A Texas sheriff identified as Robert Chody was arrested Monday, September 28, on charges of tampering evidence in the case of a Black man who died in police custody.
NBC reported that the Williamson County Sheriff Robert Chody is accused of destroying or concealing audio and video footage that showed his deputies pursuing and using force on 40-year-old Javier Ambler in March 2019, according to an indictment.
Chody's indictment stems from footage shot by cameramen for the "Live PD" show on the night the former postal worker and the father of two died following a 22-minute car chase by Williamson County deputies.
Ambler’s death and the questions over the destroyed "Live PD" footage ignited a controversy that led to the cancellation of the hit A&E show in June. Chody is accused of ordering that "Live PD" destroy the footage showing Ambler's death which was never aired.
District Attorney Margaret Moore accused the sheriff's department of "stonewalling" the investigation earlier this year in a tweet no longer available following the deletion of her Twitter account.
“For the last year, [the sheriff's office] has stonewalled our investigation. What should have been a routine traffic stop ended with Javier’s death.”
Former Williamson County general counsel Jason Nassour is also accused of destroying the recordings “with intent to impair their ability as evidence” in the investigation of Ambler’s death.

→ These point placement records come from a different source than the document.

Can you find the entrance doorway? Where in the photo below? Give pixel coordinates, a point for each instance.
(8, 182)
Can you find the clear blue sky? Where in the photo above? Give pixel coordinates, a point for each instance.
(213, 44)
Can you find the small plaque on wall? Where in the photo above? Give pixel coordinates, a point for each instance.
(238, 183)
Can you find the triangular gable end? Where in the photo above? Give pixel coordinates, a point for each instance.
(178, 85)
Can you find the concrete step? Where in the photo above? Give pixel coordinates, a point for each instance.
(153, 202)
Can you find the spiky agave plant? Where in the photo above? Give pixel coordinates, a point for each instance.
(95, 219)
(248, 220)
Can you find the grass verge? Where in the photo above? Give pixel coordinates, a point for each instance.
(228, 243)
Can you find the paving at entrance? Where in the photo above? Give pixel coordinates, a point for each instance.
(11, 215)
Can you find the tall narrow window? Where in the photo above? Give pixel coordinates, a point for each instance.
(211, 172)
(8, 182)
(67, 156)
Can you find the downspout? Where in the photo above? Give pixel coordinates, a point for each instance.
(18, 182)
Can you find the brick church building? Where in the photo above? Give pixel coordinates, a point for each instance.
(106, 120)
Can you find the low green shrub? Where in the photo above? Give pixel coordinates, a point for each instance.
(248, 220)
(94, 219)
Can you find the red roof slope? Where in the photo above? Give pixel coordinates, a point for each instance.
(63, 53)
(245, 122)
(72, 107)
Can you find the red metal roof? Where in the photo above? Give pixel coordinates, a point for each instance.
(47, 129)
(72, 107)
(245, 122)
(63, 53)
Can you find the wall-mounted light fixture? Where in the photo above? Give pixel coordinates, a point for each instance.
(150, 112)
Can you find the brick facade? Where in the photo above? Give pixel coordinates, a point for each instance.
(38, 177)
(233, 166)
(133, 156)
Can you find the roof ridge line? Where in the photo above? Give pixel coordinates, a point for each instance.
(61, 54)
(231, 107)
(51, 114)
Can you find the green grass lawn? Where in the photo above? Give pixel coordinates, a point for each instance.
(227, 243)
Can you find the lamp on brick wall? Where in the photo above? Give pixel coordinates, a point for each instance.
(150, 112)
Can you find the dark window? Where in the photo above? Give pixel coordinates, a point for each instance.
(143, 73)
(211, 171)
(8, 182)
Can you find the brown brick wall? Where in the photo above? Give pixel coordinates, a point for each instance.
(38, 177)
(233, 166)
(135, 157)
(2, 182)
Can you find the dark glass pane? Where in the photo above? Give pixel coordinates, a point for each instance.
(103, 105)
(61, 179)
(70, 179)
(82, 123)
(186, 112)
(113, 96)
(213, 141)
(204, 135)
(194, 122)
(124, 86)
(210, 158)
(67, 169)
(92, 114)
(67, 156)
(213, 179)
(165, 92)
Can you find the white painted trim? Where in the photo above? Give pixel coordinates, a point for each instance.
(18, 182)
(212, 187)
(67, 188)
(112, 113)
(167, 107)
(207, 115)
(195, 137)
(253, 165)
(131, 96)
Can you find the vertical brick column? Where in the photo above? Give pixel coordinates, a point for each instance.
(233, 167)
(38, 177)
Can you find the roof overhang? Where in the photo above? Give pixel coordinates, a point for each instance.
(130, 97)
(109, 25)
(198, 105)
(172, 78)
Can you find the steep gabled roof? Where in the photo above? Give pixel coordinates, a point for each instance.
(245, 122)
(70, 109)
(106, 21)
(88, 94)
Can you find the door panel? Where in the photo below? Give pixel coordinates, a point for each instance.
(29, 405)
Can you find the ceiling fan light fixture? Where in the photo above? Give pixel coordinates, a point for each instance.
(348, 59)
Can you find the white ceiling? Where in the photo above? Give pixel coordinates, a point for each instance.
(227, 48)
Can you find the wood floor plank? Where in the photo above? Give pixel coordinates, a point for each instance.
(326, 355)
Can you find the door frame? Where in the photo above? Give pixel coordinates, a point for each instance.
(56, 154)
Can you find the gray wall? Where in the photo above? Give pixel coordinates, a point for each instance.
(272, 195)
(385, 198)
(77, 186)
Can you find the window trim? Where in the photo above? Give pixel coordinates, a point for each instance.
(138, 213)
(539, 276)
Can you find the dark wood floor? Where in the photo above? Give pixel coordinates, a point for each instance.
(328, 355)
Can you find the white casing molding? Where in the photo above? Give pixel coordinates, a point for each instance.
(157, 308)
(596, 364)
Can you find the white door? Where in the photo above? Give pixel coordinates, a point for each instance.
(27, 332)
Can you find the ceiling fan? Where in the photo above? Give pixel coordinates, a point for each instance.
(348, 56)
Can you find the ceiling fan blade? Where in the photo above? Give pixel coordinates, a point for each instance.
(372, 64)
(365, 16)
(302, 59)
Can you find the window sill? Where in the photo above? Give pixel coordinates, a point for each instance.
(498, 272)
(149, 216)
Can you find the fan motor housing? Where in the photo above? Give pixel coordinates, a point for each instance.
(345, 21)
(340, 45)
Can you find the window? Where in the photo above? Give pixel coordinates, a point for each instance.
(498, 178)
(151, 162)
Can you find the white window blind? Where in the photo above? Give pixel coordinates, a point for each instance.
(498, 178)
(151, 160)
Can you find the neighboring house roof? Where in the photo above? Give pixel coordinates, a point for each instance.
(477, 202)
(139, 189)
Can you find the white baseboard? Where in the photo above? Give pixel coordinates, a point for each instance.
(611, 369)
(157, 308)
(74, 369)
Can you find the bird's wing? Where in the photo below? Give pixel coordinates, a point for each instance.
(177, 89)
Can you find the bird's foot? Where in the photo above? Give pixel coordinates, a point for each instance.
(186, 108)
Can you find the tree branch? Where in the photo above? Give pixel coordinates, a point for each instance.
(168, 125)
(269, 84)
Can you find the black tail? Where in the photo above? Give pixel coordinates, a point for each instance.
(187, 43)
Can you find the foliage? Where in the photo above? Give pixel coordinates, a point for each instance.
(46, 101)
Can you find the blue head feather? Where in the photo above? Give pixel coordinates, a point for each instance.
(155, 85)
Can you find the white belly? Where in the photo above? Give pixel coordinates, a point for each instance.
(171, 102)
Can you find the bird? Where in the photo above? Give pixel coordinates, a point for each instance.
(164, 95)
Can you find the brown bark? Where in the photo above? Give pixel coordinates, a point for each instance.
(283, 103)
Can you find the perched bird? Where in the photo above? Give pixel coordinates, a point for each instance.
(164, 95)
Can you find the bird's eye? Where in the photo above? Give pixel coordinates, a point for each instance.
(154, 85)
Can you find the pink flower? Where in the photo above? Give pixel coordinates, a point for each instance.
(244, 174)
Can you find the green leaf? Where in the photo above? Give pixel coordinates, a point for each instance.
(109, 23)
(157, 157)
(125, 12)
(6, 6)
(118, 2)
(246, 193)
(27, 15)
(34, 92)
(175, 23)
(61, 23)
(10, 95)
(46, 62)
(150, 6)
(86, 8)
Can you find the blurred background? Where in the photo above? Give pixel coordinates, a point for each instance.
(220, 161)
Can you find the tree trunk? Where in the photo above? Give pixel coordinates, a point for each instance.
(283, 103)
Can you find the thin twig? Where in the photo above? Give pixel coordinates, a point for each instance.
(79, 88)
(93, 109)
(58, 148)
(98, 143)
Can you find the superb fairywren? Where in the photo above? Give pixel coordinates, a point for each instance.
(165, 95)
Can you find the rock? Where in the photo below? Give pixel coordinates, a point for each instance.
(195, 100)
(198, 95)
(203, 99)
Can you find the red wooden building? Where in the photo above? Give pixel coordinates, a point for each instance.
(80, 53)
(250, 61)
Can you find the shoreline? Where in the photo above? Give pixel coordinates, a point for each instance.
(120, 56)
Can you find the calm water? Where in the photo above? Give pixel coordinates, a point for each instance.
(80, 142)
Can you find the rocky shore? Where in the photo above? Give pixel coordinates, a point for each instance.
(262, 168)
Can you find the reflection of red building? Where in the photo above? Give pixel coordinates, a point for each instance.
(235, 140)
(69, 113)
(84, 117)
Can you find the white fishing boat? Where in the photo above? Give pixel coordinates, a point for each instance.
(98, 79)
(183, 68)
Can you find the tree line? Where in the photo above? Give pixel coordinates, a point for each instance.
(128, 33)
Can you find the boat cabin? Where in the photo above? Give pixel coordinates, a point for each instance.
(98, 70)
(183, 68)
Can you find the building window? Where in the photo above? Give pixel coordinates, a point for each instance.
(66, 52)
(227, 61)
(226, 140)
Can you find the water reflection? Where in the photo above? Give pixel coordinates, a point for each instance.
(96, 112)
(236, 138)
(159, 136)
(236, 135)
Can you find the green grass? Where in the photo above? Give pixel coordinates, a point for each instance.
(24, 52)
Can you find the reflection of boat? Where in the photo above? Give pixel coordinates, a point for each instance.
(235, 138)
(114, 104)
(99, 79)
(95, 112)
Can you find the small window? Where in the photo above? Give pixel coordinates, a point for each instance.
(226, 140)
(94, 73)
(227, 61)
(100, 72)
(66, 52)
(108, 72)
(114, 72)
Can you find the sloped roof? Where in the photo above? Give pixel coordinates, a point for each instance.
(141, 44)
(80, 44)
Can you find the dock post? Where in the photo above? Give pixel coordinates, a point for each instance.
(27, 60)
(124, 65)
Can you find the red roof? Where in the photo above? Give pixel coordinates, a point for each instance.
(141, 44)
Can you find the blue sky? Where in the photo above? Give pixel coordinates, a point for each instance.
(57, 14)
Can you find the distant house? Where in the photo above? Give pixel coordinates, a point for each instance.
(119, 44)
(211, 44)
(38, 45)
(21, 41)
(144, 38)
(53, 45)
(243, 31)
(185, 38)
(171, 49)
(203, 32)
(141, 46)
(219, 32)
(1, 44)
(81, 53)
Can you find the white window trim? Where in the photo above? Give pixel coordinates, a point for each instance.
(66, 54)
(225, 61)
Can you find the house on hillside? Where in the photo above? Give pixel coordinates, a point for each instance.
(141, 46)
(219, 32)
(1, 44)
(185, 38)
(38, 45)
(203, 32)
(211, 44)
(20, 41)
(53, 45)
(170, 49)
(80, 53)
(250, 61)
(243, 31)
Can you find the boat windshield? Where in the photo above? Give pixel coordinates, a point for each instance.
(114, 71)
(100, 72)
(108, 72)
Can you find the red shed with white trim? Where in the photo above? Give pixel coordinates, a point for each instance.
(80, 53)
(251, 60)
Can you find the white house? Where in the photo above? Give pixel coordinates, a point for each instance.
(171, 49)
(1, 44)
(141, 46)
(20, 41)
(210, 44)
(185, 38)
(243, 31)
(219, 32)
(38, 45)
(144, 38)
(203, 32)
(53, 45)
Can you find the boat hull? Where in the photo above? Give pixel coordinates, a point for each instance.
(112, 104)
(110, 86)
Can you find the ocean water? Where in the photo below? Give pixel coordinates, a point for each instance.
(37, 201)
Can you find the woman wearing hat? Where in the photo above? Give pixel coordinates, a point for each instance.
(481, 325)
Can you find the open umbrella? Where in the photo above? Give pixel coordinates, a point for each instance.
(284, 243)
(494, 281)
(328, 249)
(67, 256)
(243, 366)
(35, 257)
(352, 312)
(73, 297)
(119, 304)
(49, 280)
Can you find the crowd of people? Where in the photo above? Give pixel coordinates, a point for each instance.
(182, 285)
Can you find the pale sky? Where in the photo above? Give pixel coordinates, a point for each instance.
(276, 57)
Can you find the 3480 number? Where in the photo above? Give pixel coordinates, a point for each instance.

Chody and Nassour were indicted on felony evidence tampering charge and released on a $10,000 bond, officials said. Both men are facing between two and 10 years in prison if convicted.
A defiant Chody, speaking to the media after he was released on bond, claimed the charges were politically-motivated.
“We’re here because it's a month before the election - my election. “I find it shocking and disgusting that our district attorney uses his office for his political agenda. “The facts are very clear and let me be very clear. I did not tamper with evidence.”
Chody's lawyer, Gerry Morris called the indictment "100% baloney". Morris said;
"Sheriff Chody gave no order, no direction, instituted no policy, had nothing to do with the destruction of any 'Live PD' videos, period. There is not a single shred of evidence that says otherwise."
Ambler’s final moments were captured on police body cameras, but prosecutors had sought the Live PD footage because it likely offered the clearest view of the fatal confrontation. Deputies began pursuing Ambler for allegedly failing to dim his headlights to oncoming traffic. The car chase ended in Austin where Ambler was restrained and tased at least three times.
Before losing consciousness, Ambler told the officers he had a heart condition and said he couldn’t breathe. Ambler died of congestive heart failure and hypertensive cardiovascular disease associated with morbid obesity, in combination with forcible restraint, according to a custodial death report filed with the Texas Attorney General’s Office.
The manner of death was ruled a homicide. Though the internal Williamson County investigation cleared the deputies involved in the encounter of wrongdoing, the deputies identified as James Johnson and Zach Camden remained under investigation by Austin police and Travis County prosecutors.